Training…Max OT style sets/reps, for 8-16 weeks alternated with Powerlifting for 8-16 weeks.
Gain fat easily, but with the right nutrition can lose it pretty easily too.
Don’t like losing my abs when bulking … it’s a mental thing I used to weigh 300lbs at 60+% body fat.
I have a hard time eating a lot of carbs because they cause me to have heartburn, ulcers, bleeding, gas, and diarrhea.
Does this look like it would work for gaining lean mass?
M1…shake - milk, whey, banana(P-57g, C-57g, F-14g)
M3…similar shake, just with oatmeal in it instead of a banana
M4…Fish, salad (lettuce, tomato, EFA dressing)
M5…Chicken breast, salad (lettuce, tomato, EFA dressing)

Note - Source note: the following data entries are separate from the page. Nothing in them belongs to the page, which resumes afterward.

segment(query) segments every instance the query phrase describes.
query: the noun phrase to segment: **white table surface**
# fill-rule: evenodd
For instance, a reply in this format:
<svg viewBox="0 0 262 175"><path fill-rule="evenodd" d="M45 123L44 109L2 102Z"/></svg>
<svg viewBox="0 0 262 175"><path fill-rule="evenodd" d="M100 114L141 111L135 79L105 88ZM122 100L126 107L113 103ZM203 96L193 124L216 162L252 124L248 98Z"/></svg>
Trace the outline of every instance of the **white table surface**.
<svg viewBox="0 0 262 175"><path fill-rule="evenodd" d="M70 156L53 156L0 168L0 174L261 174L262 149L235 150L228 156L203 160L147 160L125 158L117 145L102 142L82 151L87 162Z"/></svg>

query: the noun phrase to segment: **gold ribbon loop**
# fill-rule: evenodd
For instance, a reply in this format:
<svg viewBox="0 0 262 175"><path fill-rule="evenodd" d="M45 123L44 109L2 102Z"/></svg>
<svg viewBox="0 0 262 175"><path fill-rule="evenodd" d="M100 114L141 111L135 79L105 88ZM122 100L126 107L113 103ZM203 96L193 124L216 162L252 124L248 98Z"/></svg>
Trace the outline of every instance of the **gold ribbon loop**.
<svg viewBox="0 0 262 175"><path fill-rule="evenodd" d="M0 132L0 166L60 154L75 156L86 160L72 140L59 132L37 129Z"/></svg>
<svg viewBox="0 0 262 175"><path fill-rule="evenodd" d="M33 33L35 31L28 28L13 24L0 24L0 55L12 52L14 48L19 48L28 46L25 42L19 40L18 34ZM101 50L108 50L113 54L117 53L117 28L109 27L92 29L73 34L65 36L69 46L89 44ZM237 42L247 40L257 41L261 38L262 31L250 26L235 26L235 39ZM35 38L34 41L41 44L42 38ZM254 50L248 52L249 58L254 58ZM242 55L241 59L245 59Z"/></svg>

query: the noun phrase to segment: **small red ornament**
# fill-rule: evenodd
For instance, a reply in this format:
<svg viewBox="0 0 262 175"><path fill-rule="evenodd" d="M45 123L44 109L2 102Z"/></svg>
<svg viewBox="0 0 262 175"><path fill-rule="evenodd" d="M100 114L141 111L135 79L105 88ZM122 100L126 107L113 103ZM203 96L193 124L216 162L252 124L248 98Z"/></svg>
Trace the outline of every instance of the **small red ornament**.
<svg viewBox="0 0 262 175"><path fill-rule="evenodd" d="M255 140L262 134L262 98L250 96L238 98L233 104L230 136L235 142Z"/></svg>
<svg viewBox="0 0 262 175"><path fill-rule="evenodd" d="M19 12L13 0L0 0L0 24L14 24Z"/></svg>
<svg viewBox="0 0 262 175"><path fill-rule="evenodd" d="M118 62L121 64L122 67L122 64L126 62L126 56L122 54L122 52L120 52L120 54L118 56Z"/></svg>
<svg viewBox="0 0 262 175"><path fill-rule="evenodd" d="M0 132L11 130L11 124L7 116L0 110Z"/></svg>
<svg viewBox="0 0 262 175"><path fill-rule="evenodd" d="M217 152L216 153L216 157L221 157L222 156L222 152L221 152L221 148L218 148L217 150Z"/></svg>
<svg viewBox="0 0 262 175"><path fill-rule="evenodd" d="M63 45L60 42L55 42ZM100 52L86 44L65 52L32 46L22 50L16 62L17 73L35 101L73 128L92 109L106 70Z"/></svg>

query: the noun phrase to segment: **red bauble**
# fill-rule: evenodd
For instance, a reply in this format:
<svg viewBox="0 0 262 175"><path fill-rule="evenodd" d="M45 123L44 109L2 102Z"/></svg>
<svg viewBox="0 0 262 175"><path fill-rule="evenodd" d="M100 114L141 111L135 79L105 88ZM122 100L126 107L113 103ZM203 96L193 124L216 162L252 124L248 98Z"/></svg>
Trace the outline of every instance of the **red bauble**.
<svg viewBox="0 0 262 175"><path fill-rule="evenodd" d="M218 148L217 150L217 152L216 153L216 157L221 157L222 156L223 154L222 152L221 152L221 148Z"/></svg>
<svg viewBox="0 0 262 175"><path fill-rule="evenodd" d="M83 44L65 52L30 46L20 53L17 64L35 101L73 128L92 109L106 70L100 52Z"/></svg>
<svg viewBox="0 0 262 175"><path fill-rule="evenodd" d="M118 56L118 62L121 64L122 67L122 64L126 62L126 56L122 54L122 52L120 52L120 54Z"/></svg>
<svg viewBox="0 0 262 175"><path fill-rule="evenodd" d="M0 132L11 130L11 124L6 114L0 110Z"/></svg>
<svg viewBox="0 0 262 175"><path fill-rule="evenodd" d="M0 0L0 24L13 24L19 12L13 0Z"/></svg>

M6…ground chuck, salad (lettuce, tomato, EFA dressing)
Bedtime - maybe a milk and whey shake.
Calories 2874, P-312g (44%), C-183g (25%), F-100g(32%)
With extra bedtime shake it changes to:
Calories 3215, P-360g (45%), C-201g (24%), F-109g (31%)
Note: I hate to eat, especially in the summer time when it’s hot. It would be hard for me to fit more food into the day.
I know whole foods are probably better for building solid muscle, but another option, especially during this hot weather would be to do this:
My pre/post workout shakes are still milk/whey/banana. My 1.5 hour postworkout shake would still be milk/whey/oatmeal.
I could manage more shakes - and just have 7 of them a day all but the first two around my workouts would contain oatmeal for complex carbs.
If I did this, my nutrition for the day would be:
Calories 3997, P-399g (39%), C-399g (39%), F-98g (22%)
Do either of these sound like muscle builders, or just get fat and keep the same puny muscles?
After writing this, I stumbled across the Berandi eating articles and it appears that option 1 fits it pretty well. If I go with lots of shakes during the hot weather I guess the last 3 or 4 will have to be whey/water/olive oil shakes.